I do have TCP Sequence # Randomization enabled on my router.  However,
if this was causing an issue, wouldn't it always occur and cause
connection issues, not just after 38 hours of correct operation?  I
can look into turning this off, but I'll likely have to jump through
several hoops which will be challenging if I don't have a very clear
definitive reason why this is causing this issue.  Plus, I've had this
problem with at least 2 other sets of network switches over the past 4
years.  I'm actually running 7.0(6), which doesn't have the fix you
mentioned.  If it really is possible that this issue wouldn't always
cause problems, but only after hours of succesful operation, then I
could probably motivate the upgrade.  I can try to setup a trace, but
this is a lot of work for other people in my organization, so it will
take quite some time.


> You'd probably should also investigate the Linux kernel,
> especially the size and locks of the components of the Sack data
> structures and what happens to those data structures after Sack is
> disabled (presumably the Sack data structure is in some unhappy
> circumstance, and disabling Sack allows the data to be discarded,
> magically unclaging the box).
>
> In the absence of the reporter wanting to dump the kernel's
> core, how about a patch to print the Sack datastructure when
> the command to disable Sack is received by the kernel?

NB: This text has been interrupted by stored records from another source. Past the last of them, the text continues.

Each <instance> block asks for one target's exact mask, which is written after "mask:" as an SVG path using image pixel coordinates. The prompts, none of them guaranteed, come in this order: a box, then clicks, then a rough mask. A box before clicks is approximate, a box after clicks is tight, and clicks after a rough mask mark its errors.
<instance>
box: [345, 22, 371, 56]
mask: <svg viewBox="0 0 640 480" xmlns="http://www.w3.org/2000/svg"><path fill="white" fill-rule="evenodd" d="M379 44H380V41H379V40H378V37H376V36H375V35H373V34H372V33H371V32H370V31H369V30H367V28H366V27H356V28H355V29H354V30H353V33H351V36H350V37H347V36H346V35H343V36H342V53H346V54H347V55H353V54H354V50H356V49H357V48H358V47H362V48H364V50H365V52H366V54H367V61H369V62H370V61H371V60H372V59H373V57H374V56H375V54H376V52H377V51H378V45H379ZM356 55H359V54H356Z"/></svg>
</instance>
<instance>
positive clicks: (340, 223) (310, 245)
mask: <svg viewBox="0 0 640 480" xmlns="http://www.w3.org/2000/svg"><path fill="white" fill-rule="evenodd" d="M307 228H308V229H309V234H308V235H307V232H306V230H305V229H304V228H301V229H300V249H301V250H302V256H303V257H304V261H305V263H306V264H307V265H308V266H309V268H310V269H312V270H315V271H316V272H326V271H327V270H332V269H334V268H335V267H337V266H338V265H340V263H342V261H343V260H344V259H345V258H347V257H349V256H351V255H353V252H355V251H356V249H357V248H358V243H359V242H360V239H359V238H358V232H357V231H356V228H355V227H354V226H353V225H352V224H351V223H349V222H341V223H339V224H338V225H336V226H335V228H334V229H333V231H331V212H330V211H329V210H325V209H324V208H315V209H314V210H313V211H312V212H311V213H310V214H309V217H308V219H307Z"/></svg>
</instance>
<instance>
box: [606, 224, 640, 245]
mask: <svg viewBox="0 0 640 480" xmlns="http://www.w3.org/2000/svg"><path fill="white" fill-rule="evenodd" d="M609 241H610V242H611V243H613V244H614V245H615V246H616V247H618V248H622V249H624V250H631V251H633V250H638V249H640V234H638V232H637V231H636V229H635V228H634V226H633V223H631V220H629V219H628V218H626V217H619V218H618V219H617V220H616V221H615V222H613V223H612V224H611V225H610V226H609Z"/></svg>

> Maybe just print the last 16b of the IP address?

Given the fact that I've had this problem for so long, over a variety
of networking hardware vendors and colo-facilities, this really sounds
good to me.  It will be challenging for me to justify a kernel core
dump, but a simple patch to dump the Sack data would be do-able.